Смотритель взял отпуск и поехал искать Дуню. В Петербурге он пришёл к гусару и со слезами просил отдать ему его дочь. Минский ответил, что Дуня счастлива, она его любит, и он её никогда не бросит. А потом гусар дал смотрителю денег. Старик выбросил деньги и решил ехать домой, но он очень хотел увидеть свою Дуню ещё один раз. Смотритель узнал, где жила Дуня, и пошёл к ней.

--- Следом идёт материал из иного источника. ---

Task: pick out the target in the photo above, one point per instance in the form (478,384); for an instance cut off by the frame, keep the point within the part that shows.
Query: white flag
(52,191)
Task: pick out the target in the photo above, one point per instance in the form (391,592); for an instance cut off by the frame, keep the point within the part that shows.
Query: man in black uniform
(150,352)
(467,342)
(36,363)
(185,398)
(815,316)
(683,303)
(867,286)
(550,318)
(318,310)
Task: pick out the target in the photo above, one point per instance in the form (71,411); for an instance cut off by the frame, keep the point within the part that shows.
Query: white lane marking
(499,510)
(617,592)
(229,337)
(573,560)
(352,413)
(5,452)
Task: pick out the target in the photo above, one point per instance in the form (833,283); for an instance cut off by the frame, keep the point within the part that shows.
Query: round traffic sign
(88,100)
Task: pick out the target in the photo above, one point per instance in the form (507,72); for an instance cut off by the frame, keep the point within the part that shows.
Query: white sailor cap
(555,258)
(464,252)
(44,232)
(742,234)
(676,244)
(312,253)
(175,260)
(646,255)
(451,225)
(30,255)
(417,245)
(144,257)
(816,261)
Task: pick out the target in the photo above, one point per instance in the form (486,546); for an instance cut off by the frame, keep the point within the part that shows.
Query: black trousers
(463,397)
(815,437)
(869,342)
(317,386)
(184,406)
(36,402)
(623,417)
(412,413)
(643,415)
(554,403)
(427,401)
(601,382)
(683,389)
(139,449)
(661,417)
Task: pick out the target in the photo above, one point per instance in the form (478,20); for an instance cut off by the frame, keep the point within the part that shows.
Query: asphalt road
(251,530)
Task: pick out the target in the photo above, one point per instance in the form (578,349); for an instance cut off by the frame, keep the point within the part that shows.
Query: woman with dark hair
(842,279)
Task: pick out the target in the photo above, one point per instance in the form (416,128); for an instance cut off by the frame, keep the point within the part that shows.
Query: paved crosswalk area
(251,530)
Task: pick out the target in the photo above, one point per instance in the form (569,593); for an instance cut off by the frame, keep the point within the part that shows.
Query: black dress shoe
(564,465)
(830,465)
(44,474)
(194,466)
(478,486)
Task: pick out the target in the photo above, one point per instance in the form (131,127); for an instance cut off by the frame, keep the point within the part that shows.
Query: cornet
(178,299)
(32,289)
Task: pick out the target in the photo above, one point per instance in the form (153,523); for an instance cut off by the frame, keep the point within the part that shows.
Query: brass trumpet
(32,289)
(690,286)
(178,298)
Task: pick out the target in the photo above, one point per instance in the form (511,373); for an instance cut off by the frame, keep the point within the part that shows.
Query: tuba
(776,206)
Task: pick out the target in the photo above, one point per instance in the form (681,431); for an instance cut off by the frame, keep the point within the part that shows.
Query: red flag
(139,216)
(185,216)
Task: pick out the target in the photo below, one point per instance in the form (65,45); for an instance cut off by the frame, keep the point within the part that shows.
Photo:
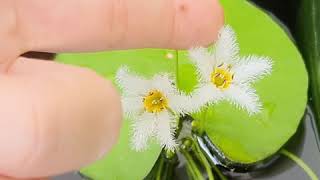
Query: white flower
(154,106)
(224,75)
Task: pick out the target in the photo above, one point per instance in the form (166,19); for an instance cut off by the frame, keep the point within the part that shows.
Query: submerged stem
(204,161)
(192,167)
(300,162)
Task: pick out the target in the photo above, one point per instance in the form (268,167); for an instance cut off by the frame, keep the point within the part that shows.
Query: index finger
(81,25)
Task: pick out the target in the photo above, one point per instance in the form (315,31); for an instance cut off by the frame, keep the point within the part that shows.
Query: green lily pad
(248,139)
(122,162)
(240,137)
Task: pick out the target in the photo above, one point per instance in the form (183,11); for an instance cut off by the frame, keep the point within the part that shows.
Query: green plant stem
(177,67)
(192,167)
(159,172)
(204,161)
(299,161)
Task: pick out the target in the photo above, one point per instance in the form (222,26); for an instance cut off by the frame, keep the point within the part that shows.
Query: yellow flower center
(221,77)
(155,102)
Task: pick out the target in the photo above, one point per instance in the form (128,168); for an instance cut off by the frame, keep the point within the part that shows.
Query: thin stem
(159,172)
(177,68)
(217,170)
(299,161)
(204,161)
(192,167)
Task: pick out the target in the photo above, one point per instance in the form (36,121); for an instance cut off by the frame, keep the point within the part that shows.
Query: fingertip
(74,116)
(197,23)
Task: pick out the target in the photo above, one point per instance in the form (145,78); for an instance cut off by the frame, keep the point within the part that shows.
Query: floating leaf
(243,138)
(122,162)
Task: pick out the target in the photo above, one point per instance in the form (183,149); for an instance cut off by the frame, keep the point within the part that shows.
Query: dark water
(304,144)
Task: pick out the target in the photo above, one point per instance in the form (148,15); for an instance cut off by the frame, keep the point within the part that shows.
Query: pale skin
(57,118)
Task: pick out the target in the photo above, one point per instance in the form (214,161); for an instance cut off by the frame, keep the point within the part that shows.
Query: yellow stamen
(221,77)
(155,102)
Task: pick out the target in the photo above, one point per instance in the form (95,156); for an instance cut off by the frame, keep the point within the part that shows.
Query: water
(305,144)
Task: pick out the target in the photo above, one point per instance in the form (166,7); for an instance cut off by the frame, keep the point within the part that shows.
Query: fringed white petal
(226,48)
(143,128)
(166,126)
(131,84)
(243,97)
(203,95)
(203,61)
(132,106)
(251,68)
(181,104)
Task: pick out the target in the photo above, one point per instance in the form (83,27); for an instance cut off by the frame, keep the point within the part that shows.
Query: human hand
(57,118)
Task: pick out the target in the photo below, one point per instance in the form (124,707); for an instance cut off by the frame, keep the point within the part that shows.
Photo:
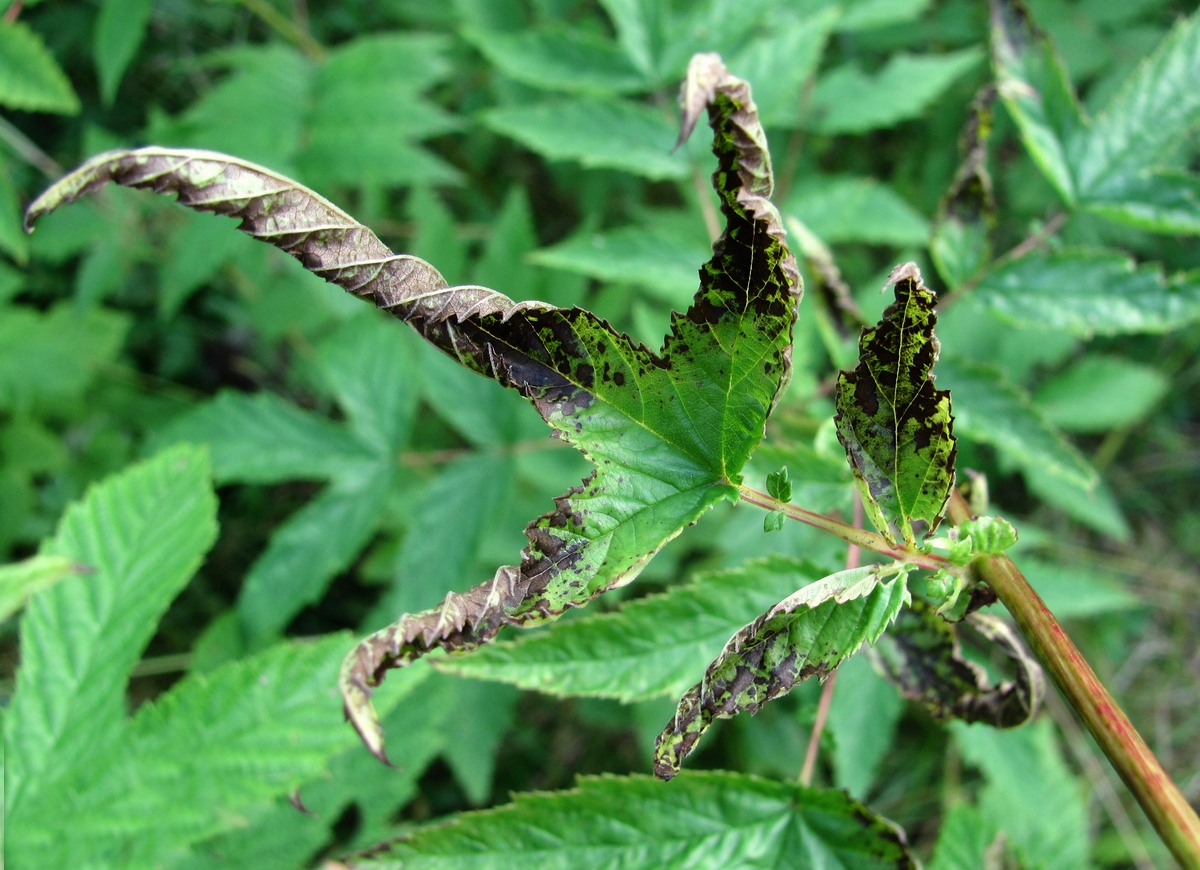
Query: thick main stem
(1161,799)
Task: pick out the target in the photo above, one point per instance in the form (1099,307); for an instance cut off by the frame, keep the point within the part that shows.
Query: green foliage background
(527,147)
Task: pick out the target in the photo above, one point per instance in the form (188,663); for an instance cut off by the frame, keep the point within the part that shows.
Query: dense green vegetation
(361,475)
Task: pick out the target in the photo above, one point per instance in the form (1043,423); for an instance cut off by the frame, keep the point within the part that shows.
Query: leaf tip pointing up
(705,73)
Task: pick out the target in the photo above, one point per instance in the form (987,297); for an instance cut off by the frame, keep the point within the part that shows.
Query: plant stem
(855,537)
(1161,799)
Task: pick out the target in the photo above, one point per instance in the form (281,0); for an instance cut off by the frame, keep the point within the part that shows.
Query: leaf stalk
(1161,799)
(849,533)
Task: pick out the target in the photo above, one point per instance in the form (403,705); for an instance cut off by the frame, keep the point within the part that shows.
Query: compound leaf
(923,658)
(669,431)
(647,649)
(805,635)
(30,78)
(702,820)
(895,426)
(1089,293)
(142,534)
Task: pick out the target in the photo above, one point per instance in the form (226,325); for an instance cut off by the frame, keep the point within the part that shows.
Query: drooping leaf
(805,635)
(651,647)
(30,78)
(894,424)
(922,655)
(702,820)
(961,240)
(142,534)
(21,580)
(1033,87)
(1090,293)
(669,431)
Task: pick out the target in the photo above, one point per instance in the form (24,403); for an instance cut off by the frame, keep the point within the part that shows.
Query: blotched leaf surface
(669,431)
(923,657)
(805,635)
(702,820)
(894,424)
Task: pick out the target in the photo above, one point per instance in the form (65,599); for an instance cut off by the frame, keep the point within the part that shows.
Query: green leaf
(262,439)
(637,256)
(960,245)
(863,718)
(376,382)
(1147,123)
(993,411)
(847,208)
(894,424)
(702,820)
(1009,761)
(233,739)
(597,133)
(120,28)
(669,432)
(1089,293)
(847,100)
(1035,89)
(22,580)
(561,59)
(805,635)
(30,78)
(442,540)
(143,534)
(922,655)
(366,113)
(1101,393)
(304,553)
(651,647)
(49,358)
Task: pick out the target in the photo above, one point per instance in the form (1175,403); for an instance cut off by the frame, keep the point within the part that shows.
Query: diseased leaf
(702,820)
(961,240)
(1089,293)
(1035,89)
(894,424)
(805,635)
(923,658)
(669,431)
(651,647)
(993,411)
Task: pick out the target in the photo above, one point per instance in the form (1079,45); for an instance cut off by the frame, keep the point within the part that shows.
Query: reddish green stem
(1161,799)
(856,537)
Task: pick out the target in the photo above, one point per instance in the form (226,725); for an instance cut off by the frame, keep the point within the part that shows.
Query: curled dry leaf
(669,431)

В красивой комнате в кресле сидел Минский, а рядом с ним Дуня. Она была роскошно одета по последней моде, и с нежностью смотрела на Минского. Когда она увидела отца, она закричала и упала в обморок. Минский выгнал старика на улицу.

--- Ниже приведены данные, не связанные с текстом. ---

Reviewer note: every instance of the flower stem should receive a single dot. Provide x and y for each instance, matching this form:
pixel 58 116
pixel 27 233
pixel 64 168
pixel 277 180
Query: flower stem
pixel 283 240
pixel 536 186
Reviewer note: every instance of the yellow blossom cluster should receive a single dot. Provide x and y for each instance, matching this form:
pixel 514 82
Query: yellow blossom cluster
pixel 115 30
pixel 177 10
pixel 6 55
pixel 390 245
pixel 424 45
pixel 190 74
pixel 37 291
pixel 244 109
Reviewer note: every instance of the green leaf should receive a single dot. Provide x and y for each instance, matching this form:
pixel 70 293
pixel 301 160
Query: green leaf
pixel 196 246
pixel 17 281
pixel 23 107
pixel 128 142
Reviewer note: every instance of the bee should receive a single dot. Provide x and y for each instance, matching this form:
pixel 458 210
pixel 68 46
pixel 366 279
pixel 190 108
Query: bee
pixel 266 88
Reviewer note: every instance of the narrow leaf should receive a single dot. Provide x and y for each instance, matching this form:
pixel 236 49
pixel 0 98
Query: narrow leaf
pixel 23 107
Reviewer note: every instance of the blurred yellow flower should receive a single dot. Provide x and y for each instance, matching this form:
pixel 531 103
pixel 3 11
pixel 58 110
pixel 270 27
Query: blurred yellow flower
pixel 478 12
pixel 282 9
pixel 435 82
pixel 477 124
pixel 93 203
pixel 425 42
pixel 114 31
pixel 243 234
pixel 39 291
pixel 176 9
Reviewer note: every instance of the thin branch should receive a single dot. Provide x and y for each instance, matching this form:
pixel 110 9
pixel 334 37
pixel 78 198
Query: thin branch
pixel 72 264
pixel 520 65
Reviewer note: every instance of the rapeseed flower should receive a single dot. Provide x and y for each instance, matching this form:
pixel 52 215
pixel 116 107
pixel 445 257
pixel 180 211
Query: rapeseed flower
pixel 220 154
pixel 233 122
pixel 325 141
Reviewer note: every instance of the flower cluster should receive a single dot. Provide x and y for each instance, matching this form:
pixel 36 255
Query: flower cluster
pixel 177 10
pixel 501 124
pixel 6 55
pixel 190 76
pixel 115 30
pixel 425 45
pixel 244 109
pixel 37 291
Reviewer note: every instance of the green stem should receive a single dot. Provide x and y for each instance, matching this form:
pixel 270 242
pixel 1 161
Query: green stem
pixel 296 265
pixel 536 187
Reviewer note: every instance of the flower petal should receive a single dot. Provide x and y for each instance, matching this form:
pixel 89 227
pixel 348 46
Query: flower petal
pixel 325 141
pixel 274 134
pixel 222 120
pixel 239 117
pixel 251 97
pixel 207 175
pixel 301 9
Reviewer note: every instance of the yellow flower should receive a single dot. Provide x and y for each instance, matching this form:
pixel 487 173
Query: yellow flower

«Вот уже три года, — сказал смотритель, — как живу я без Дуни и не знаю, жива она или нет. Много таких молоденьких дур в Петербурге. Сегодня она в атласе да бархате, а завтра метёт улицу…» Я долго не мог забыть старого смотрителя и всё думал о бедной Дуне…
Недавно я опять проезжал мимо станции. Станция была закрыта, а смотритель спился и умер. Деревенский мальчик показал мне его могилу и рассказал, что летом приезжала красивая барыня и спрашивала о нём. «Какая барыня?» — спросил я с любопытством. «Прекрасная барыня, — отвечал мальчишка; — ехала она в карете, с тремя маленькими детьми и с кормилицей, и с черной собачкой. И когда ей сказали, что старый смотритель умер, она заплакала и пошла на кладбище. Я хотел показать ей, куда идти, а барыня сказала: “Я сама дорогу знаю”. Она легла на могилу и лежала долго. И дала мне пятак серебром— такая добрая барыня!..»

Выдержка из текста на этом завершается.